Southeast Arkansas Hospice Inc. (SEARK) claims it is a constitutional violation to mandate that hospices care for Medicare patients after the government has reached its annual Medicare reimbursement limit, saying in a petition to the U.S. Supreme Court that the practice involves an illegal taking of private property and consequently violates the Fifth Amendment.
Earlier this year, an Arkansas district court and the Eighth Circuit court ruled that SEARK, which operates two hospice locations in Arkansas, must keep caring for Medicare patients, even after the government has hit its annual reimbursement limit. Because SEARK voluntarily entered into the Medicare agreement, the government did not illegally take private property, the courts found.
Entering into a voluntary contract does not mean an agency can be forced to subsidize patients who cannot legally be discharged and whose care Medicare won’t cover, SEARK now argues in its petition. “The government is requiring SEARK to subsidize the care of terminally ill hospice patients for an unlimited number of days in exchange for the right to be in the Medicare hospice program,” SEARK explains.
The main purpose of the Takings Clause in the Fifth Amendment is to prevent the government from forcing some people to bear public burdens alone that in all justice and fairness should be borne by the public as a whole, SEARK says, arguing that subsidizing hospice care for Medicare is a public burden.

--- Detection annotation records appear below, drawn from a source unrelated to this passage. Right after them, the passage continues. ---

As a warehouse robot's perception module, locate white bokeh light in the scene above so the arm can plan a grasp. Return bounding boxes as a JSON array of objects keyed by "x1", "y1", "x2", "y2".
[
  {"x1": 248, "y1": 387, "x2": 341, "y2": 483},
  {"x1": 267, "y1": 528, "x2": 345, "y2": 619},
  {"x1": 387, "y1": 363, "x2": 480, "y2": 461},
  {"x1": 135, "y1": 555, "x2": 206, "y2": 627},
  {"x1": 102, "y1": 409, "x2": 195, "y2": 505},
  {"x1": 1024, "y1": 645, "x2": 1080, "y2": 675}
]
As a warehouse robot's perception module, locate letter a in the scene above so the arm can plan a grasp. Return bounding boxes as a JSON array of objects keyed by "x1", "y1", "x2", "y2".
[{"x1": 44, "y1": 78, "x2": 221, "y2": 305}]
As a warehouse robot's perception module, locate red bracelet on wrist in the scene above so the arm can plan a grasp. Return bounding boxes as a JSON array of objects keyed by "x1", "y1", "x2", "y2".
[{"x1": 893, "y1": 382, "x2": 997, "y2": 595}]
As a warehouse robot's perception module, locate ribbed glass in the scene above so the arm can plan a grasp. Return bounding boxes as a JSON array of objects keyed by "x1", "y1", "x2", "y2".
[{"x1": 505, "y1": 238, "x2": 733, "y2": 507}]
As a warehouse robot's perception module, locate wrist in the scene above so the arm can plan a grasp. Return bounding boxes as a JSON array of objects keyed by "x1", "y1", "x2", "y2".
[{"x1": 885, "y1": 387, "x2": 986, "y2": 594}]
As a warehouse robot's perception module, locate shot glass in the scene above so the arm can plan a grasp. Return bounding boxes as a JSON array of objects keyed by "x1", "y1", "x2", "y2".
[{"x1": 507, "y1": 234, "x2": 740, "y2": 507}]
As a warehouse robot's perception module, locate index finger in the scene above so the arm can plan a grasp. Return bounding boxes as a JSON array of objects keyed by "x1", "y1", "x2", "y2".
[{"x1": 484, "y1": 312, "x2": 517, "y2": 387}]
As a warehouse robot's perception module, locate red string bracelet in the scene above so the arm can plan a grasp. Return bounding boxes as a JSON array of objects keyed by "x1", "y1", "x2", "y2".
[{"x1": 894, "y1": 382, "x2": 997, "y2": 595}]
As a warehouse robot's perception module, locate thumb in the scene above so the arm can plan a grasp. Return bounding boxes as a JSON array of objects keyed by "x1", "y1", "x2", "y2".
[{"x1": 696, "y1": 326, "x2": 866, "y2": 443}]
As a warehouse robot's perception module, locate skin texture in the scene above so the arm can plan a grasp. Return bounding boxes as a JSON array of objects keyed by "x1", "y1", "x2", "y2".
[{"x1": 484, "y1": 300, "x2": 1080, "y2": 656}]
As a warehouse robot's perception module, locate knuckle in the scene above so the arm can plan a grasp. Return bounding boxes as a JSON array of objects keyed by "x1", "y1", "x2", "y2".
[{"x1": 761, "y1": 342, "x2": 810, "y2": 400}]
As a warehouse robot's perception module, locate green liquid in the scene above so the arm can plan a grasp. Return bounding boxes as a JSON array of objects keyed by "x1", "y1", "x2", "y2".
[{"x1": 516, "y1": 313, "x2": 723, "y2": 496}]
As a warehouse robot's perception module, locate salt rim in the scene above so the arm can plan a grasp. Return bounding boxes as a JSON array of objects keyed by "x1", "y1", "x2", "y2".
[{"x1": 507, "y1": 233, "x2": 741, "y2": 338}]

“Beyond all other needs this is a burden to be borne by the public, not a single operator,” the petition states.
Meanwhile, the government can’t determine the value of a day of hospice care and then dismiss that value after it has reached the annual limit Medicare can pay the hospice, SEARK argues, calling to mind the Supreme Court’s 2015 ruling in Horne v. U.S. Department of Agriculture.
“In Horne the government calculated and thereby established the fair market amount of just compensation, just as the government herein calculated and established the value of a single day of hospice care,” SEARK says. “The government cannot now disavow that valuation.”
SEARK, meanwhile, couldn’t avoid surpassing the cap because the government never told the agency when it had been reached, SEARK says. As opposed to denying claims, the government keeps paying the hospice and later sends “exorbitant demands for reimbursements,” SEARK says.
“A hospice like SEARK enters the program as something of an expert at providing hospice care but usually not an expert at the Medicare hospice billing program, how they will be paid for services rendered and how the payment system will work against their ability to make a profit providing hospice services to mostly Medicare patients, given that the program is the largest purveyor of hospice services in the country and most hospices operate with a majority of their patients being Medicare hospice patients in their facility,” SEARK says.